Open asfimport opened 2 years ago
Weston Pace / @westonpace: For additional motivation, this overlaps with the way Substrait expresses partitioning information. Substrait allows any file type to include "start byte" and "length" to slice the file. For file types like parquet & IPC this would involve grabbing all row groups whose first byte falls in that range (even though this may mean reading beyond the end of the specified range). The advantage is that there is then a uniform API for partitioning files across formats.
Another advantage here is that this would allow us to potentially parallelize chunking at a minor cost of overreading a bit for each block. This overreading could be avoided if we knew we were going to read multiple blocks. For example, if we know we want to read blocks 20-30 then we issue reads for blocks 20-31. As soon as any two consecutive blocks are loaded we can start parsing the lower block of the pair.
So the algorithm for each block boils down to:
Although...now that I type this up...I remember a potential flaw in this logic. Finding the "first line delimiter" in a block can be an impossible problem if newlines are allowed inside of delimiters. Though maybe we don't need to support that case, I don't recall.
CC @pitrou for additional thoughts
Ziheng Wang / @marsupialtail: My proposal is that we will allow additional fields in ScanOptions that specifies the byte ranges to read for each fragment.
Those byte ranges will be updated when you are calling OpenReaderAsync to be aligned to line breaks, potentially in another async function that samples the file around the byte range boundaries and figure out where the line breaks are.
Then these aligned byte ranges will be used to create a MaskedRandomAccessFile object, which is a new object that resembles the RandomAcessFile object with all of its interface, except it will skip bytes that it's not supposed to read using seek. This will not read those skip-bytes on either disk or network based files.
We pass this MaskedRandomAccessFile object to make a BufferedInputStream and a StreamingReader without any further change in code. The CSV StreamingReader has no idea that it is only reading partial chunks in the underlying file.
The alternative to deal with this in the CSV StreamingReaderImpl. However this is very complicated as it can only access a BufferedInputStream which is not seekable. Adding seek functionality to InputStream probably doesn't make sense when the underlying InputStream is not a file.
Yibo Cai / @cyb70289: I have same concern as Weston. CSV parsing is stateful. AFAIK, figuring out the line break has to be done in sequential, if we support "quote" or "escape" or custimized delimiter, etc. Some examples:
Ziheng Wang / @marsupialtail: I think if you support things like this, then it's impossible to parallel read a CSV file.
Antoine Pitrou / @pitrou: It's not too late to change the Substrait spec, is it?

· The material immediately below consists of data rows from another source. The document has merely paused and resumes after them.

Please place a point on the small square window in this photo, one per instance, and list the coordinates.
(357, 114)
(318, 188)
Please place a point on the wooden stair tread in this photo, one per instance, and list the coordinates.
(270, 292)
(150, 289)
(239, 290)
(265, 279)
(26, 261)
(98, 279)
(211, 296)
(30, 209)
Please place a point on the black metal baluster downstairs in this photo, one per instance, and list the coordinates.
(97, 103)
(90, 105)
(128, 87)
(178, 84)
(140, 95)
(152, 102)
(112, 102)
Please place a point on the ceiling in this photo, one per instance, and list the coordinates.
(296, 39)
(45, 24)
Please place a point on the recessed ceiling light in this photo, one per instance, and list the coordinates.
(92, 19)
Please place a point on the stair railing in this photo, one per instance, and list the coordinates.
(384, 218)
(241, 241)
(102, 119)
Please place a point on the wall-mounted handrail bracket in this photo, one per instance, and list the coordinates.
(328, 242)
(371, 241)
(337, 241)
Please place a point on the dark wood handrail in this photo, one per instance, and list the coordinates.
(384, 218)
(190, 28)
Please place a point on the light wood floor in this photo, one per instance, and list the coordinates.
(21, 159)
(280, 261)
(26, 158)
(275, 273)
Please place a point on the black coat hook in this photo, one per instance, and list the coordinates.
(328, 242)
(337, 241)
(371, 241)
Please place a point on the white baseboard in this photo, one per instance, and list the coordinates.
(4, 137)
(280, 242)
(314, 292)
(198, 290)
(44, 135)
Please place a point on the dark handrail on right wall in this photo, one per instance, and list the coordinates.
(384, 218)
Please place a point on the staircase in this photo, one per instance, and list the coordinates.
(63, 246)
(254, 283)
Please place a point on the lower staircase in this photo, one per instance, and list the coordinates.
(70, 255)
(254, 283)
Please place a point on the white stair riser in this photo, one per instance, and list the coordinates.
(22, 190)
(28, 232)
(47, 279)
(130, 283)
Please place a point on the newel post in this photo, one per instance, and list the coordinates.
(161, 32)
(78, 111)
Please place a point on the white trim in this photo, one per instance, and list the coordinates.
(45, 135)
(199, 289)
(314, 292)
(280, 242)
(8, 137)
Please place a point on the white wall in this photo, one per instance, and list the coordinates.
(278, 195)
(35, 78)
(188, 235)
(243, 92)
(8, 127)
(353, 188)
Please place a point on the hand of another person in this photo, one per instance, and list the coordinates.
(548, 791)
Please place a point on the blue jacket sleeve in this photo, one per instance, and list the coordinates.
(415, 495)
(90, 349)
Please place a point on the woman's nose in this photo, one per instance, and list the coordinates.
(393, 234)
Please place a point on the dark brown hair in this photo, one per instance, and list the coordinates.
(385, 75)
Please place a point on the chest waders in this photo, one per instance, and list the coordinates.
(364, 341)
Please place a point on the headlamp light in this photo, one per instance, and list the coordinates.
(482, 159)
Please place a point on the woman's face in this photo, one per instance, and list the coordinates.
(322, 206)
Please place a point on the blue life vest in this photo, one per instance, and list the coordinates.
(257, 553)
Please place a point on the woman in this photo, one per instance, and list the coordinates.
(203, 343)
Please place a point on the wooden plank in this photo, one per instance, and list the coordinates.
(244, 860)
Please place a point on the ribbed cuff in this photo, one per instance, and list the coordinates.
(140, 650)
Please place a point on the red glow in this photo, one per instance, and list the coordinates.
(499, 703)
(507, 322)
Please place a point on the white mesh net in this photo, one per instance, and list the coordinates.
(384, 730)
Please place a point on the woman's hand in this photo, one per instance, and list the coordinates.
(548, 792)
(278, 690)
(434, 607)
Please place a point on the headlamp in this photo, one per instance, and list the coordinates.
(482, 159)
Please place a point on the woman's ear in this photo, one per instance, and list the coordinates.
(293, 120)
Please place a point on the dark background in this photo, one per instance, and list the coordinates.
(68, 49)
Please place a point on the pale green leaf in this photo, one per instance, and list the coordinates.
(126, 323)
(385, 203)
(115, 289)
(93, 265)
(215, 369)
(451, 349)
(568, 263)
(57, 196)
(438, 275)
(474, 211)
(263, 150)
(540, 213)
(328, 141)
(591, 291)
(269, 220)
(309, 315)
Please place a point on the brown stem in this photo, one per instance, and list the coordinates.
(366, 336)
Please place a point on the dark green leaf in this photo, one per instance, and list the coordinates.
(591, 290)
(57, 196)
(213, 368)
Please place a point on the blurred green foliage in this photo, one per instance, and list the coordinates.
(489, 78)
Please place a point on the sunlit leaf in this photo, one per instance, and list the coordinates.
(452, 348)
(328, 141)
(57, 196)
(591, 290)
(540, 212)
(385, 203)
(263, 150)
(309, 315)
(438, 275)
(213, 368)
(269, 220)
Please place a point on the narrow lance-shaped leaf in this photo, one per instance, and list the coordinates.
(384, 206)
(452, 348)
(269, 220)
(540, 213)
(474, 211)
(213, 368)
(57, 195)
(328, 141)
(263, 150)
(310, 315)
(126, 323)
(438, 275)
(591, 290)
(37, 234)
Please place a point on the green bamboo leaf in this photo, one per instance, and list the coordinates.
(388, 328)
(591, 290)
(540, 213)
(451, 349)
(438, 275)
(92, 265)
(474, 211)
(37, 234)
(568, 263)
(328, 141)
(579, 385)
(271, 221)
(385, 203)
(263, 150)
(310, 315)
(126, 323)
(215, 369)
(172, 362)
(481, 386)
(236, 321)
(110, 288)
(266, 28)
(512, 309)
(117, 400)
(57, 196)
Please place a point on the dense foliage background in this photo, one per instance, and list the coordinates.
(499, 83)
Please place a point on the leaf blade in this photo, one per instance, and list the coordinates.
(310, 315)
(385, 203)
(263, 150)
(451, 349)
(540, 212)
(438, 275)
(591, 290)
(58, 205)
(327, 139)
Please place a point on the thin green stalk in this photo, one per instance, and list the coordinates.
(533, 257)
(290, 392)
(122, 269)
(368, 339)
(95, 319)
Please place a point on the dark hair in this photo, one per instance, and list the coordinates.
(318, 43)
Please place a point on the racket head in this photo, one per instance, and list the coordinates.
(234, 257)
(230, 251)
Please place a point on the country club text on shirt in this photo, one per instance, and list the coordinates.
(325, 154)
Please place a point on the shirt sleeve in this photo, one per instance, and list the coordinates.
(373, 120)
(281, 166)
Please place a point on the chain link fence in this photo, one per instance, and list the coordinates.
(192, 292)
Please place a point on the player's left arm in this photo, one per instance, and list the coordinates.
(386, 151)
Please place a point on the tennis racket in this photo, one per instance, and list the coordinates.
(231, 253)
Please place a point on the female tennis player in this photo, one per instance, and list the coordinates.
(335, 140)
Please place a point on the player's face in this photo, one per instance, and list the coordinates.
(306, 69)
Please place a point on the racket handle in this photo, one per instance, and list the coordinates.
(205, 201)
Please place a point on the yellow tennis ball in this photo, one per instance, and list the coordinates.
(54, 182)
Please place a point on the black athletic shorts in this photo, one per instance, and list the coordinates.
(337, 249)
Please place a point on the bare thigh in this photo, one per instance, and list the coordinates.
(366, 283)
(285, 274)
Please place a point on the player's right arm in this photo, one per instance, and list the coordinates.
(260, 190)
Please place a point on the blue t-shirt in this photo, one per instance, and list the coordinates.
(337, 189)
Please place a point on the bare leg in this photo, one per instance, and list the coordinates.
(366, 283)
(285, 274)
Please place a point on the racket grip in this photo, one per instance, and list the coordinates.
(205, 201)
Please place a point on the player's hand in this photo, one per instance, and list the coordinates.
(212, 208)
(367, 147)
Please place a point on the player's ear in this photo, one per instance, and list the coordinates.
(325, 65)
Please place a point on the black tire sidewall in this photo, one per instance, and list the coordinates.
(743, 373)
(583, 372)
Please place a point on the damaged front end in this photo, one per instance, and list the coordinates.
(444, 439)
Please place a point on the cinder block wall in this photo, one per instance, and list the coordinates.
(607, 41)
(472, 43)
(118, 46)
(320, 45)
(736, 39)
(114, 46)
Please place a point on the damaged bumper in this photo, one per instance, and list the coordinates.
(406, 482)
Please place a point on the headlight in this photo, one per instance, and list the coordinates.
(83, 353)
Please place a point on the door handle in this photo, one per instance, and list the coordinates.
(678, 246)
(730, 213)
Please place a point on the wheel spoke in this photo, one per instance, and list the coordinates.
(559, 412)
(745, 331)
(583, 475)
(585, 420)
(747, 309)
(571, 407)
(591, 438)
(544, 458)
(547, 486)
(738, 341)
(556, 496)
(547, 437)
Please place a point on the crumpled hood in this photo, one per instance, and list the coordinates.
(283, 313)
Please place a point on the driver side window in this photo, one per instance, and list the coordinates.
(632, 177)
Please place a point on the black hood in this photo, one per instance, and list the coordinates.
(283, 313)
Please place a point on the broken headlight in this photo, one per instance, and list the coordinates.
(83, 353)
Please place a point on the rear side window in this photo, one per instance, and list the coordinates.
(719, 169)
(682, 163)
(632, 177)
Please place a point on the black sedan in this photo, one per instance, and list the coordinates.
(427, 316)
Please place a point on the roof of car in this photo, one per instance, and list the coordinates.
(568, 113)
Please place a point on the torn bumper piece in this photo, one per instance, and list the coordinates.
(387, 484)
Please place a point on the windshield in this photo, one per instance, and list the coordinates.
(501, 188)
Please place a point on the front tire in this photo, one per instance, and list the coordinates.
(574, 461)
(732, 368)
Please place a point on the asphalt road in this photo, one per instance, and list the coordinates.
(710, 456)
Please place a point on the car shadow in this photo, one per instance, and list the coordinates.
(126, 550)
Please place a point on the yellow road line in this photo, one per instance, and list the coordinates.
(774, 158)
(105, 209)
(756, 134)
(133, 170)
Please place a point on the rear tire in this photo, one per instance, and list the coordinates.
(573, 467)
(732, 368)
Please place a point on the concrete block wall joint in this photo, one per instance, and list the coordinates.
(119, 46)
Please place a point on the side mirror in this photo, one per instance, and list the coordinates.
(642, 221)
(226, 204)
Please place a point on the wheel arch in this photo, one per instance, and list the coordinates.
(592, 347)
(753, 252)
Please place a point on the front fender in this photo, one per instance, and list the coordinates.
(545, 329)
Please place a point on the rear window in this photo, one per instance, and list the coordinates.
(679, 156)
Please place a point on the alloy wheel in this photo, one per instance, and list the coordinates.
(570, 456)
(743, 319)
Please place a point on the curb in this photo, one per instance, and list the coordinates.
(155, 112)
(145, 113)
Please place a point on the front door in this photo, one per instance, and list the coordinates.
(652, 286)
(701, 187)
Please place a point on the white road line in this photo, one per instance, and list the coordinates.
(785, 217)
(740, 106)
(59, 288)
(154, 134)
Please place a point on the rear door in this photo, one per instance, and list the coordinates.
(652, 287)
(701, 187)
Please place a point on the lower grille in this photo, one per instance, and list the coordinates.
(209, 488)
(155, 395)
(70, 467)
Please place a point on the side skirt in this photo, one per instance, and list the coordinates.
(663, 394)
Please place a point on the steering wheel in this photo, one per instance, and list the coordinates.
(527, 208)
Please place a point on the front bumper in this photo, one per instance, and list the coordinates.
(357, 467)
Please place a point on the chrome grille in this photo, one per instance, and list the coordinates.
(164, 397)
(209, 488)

Or we can raise NotImplemented if the offset is ever-non-zero.
Antoine Pitrou / @pitrou:
That said, it can also be implemented in a "dumb" way: call RandomAccessFile::GetStream
to get a subset of the input file, and let the CSV reader try to make sense of it.
Ziheng Wang / @marsupialtail: @pitrou can you elaborate a bit on your way?
Antoine Pitrou / @pitrou:
There's not much to elaborate. RandomAccessFile::GetStream
gives you a stream over a subrange of a file. See API docs:
https://arrow.apache.org/docs/cpp/api/io.html#_CPPv4N5arrow2io16RandomAccessFile9GetStreamENSt10shared_ptrI16RandomAccessFileEE7int64_t7int64_t
Ziheng Wang / @marsupialtail: Ah I meant what we should do about the linbreaks and quotes etc.
Antoine Pitrou / @pitrou: Nothing. The Substrait producer should produce valid ranges. There is no reason to accept random invalid ranges.
Weston Pace / @westonpace:
It's not too late to change the Substrait spec, is it? Or we can raise NotImplemented if the offset is ever-non-zero.
Raising "not implemented" in this case is fine I'm sure. If it can't be done then it can't be done. Perhaps we can avoid most of these cases by reading a little bit (e.g. 32 bytes) before the beginning of the block as well.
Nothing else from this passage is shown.